I can give a partial answer, or at least a strategy towards my question, myself. I hope that this will also put my question into the right context, and increase its chances of being answered completely. (I admit that it was not so well-formulated at the beginning.)

Let $K$ be algebraically closed of characteristic zero (for simplicity). Let $X/K$ be a separated connected algebraic $K$-scheme. Then we have $H^1(X, \mathbb{Z}/n)=Hom(\pi_1(X), \mathbb{Z}/n)$. On the other hand we have an exact sequence
$$1\to \Gamma(X, {\cal{O}}_X)^\times/n\to H^1(X, \mathbb{Z}/n)\to H^1(X, {\mathbb{G}}_m)[n]\to 1\ (*),$$
associated to the short exact sequence of etale sheaves
$$1\to \mu_n\to \mathbb{G}_m\to
\mathbb{G}_m\to 1$$
(and noting that $\mu_n=\mathbb{Z}/n$ because $K$ is algebraically closed).

Furthermore $H^1(X, \mathbb{G}_m)=Pic(X)$, the group of invertible sheaves on $X$. If $X$ is proper in addition, then $\Gamma(X, {\cal{O}}_X)^\times=K^\times$. Hence there is an isomorphism
$$Hom(\pi_1(X), \mathbb{Z}/n)=H^1(X, \mathbb{Z}/n)\cong Pic(X)[n]$$
for every connected proper $K$-scheme.

Now consider the special case where $A/K$ is an abelian variety. Then
$$Pic(X)[n]=A^\vee[n]=A[n]^\vee=Hom(A[n], \mathbb{Z}/n);$$
hence we obtain in fact a canonical isomorphism
$$Hom(\pi_1(A), \mathbb{Z}/n)=Hom(A[n], \mathbb{Z}/n).$$
This is where the "well-known" isomorphism $\pi_1(A)\cong \prod_\ell T_\ell(A)$ comes from.
(The fact that $\pi_1(A)$ is abelian has to be shown in addition.)

One also sees that $H^1(A, Z_{\ell})$ is dual to the Tate module $T_\ell(A)$ ($\ell$ a prime number).

Now let $B$ be a semiabelian variety.
I asked the above question, because I wanted to know, whether the situation is similar in the case of a semiabelian variety. For example, I wanted to know:

i) Is $Hom(\pi_1(B), \mathbb{Z}/n)$ (canonically) isomorphic to $Hom(B[n], \mathbb{Z}/n)$?

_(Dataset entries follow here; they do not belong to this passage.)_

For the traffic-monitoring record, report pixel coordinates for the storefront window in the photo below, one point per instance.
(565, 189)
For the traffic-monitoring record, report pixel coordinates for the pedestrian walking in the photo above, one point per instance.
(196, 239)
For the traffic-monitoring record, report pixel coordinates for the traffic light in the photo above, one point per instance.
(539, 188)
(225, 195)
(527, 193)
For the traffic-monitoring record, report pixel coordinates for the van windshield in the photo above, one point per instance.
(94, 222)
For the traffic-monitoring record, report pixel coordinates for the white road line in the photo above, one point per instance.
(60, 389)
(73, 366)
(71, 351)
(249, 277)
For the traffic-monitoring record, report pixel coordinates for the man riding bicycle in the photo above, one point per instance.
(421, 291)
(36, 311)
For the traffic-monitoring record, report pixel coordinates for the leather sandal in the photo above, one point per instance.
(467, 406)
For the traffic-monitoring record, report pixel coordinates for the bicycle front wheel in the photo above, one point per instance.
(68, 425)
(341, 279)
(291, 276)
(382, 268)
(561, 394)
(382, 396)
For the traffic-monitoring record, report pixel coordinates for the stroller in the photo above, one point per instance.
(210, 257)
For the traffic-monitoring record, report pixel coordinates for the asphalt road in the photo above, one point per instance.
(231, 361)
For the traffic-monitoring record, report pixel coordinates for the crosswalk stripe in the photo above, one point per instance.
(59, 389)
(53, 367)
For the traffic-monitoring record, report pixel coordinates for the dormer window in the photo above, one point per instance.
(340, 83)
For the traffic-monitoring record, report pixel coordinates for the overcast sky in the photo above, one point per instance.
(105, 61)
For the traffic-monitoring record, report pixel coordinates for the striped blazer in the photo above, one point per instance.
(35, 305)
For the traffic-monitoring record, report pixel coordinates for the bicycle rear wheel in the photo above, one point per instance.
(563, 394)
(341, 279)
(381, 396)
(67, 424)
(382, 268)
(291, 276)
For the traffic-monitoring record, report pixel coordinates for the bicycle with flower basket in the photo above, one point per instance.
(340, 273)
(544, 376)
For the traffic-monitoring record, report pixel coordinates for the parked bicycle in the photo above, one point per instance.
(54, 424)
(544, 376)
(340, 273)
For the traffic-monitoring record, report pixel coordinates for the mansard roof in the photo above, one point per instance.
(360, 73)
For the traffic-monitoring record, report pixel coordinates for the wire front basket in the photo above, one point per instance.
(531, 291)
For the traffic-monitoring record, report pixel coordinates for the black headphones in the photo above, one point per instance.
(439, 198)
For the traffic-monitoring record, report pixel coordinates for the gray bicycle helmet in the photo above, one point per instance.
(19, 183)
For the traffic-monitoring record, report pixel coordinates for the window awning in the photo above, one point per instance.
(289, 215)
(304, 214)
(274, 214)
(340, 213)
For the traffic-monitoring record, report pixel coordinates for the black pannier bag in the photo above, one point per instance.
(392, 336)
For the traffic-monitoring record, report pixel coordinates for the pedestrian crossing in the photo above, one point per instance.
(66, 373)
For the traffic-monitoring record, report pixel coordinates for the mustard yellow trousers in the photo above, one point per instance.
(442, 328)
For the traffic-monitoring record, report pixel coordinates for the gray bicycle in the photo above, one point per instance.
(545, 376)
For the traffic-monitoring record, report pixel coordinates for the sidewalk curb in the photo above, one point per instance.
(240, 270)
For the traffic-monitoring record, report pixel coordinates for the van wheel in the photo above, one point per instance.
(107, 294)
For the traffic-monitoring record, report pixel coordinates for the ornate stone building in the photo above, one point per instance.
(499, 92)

ii) Is there a useful relation between $\pi_1(B)$ and $\prod_\ell T_\ell(B)$, where $T_\ell(B)=lim_i B[\ell^i]$ is the Tate module (defined in a naive way analoguos to the proper case). Are these groups canonically isomorphic?

iii) Is there a useful relation between $H^1(B, Z_\ell)$ and $T_\ell(B)$? Is the first $\mathbb{Z}_\ell$-module canonically isomorphic to the dual of the second?

I think, this case of semiabelian varieties is somewhat different, because
$\Gamma(B, {\cal{O}}_B)^\times/n$ does not vanish any more, unless $B$ is proper.

But nevertheless these questions still make sense to me. Further comments / answers are appreciated very much.